In the U.S. and elsewhere, sales of prescription pharmaceuticals are dependent in large part on the
availability of reimbursement to the consumer from third party payors, such as government and
private insurance plans that mandate predetermined discounts from list prices.
Employees
As
of March 10, 2006 we employed 20 persons, including 12 engaged in research and
development activities, including preclinical research, clinical development, and regulatory
affairs, and eight in general and administrative functions such as marketing, accounting,
purchasing and investor relations.

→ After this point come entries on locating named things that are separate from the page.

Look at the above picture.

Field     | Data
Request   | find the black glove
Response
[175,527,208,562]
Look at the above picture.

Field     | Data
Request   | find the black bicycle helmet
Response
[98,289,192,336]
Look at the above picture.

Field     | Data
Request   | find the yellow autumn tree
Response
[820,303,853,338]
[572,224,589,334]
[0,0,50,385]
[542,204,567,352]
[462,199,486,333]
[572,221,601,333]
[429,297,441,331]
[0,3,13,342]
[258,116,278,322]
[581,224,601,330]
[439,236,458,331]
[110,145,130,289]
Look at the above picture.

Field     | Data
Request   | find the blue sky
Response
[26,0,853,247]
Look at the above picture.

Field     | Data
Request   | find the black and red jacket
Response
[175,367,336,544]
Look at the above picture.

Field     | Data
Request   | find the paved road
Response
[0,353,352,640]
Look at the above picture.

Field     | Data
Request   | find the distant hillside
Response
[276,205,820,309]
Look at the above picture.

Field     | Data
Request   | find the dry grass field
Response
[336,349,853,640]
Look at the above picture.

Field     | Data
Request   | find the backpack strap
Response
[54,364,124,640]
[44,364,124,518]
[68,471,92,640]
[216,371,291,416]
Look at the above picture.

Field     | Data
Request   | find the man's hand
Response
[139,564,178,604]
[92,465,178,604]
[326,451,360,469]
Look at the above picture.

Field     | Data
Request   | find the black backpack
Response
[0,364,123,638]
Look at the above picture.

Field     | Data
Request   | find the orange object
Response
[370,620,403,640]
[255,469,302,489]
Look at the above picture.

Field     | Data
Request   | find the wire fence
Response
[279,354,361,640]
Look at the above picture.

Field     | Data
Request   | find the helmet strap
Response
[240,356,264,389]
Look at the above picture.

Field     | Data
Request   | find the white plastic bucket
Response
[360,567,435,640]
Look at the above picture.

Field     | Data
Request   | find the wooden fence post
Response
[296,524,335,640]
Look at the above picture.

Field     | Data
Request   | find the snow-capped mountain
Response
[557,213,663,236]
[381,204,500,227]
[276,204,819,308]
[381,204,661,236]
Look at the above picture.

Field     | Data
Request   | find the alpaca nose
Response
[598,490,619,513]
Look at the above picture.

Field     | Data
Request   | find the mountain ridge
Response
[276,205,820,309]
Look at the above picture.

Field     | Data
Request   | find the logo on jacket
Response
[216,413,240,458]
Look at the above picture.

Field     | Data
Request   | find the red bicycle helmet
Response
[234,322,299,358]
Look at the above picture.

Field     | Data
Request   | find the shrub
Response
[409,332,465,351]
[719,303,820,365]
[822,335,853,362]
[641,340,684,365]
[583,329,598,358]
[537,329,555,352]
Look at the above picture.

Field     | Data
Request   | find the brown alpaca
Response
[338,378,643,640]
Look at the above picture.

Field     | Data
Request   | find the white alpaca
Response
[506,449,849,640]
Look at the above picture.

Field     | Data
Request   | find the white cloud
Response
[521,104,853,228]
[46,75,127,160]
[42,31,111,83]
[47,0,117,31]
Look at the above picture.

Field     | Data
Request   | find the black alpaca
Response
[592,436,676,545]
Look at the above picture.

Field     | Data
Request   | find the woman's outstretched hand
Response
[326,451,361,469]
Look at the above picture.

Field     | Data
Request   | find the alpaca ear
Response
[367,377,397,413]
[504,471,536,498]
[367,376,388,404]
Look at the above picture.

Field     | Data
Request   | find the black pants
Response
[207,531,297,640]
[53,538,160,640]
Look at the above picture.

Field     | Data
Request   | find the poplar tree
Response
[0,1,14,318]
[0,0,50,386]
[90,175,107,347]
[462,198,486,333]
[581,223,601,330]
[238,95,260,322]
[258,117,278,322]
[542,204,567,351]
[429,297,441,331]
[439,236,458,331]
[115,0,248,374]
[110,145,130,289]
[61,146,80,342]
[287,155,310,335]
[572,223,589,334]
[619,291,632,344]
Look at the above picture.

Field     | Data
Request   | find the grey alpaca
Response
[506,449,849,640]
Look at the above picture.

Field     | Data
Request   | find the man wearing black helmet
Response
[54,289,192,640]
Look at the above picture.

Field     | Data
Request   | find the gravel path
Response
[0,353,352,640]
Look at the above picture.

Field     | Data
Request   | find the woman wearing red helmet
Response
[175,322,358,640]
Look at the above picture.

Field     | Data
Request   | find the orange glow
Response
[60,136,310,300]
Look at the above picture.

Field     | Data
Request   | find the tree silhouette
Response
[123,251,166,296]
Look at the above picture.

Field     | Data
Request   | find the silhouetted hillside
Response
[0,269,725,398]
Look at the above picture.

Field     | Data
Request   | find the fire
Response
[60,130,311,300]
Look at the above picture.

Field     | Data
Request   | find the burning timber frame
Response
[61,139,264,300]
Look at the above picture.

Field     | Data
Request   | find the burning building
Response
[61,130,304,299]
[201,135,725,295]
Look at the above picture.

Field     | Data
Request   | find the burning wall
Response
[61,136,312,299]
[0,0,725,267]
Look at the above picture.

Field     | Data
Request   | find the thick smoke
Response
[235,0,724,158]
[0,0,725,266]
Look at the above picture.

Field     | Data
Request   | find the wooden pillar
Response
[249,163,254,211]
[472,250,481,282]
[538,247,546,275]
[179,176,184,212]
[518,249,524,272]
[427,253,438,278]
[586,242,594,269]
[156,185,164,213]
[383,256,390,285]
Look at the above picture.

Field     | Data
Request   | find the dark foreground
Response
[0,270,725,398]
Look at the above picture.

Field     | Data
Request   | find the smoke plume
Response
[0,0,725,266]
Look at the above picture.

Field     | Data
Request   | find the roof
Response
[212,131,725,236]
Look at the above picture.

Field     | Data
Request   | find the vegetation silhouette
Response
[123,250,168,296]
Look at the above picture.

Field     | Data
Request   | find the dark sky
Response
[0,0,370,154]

Our staff includes four employees with Ph.D. or M.D. degrees.
None of our employees are unionized and we believe that our relationship with our employees is
good.
Available Information
Our annual reports on Form 10-K, quarterly reports on Form 10-Q, current reports on Form 8-K
and all amendments to those reports filed or furnished pursuant to Section 13(a) or 15(d) of the
Securities Exchange Act of 1934 are available free of charge on our website (www.adventrx.com) as
soon as reasonably practicable after they are filed with, or furnished to, the Securities and
Exchange Commission.
ITEM 1A. RISK FACTORS
Risks Relating to Our Business
Readers and prospective investors in our securities should carefully consider the following
risk factors as well as the other information contained or incorporated by reference in this
report.
The risks and uncertainties described below are not the only ones facing us. Additional risks
and uncertainties that management is not aware of or focused on or that management currently deems
immaterial may also impair our business operations. This report is qualified in its entirety by
these risk factors.
If any of the following risks actually occur, the Companys financial condition and results of
operations could be materially and adversely affected. If this were to happen, the value of the
Companys securities could decline significantly, and you could lose all or part of your
investment.
We have a substantial accumulated deficit and limited working capital.
We
had an accumulated deficit of $59,964,840 as of December 31, 2005. Since we presently have
no source of revenues and are committed to continuing our product research and development program,
significant expenditures and losses will continue until development of new products is completed
and such products have been clinically tested, approved by the FDA or other regulatory agencies and
successfully marketed. In addition, we fund our operations primarily through the sale of equity
securities, and have had limited working capital for our product development and other activities.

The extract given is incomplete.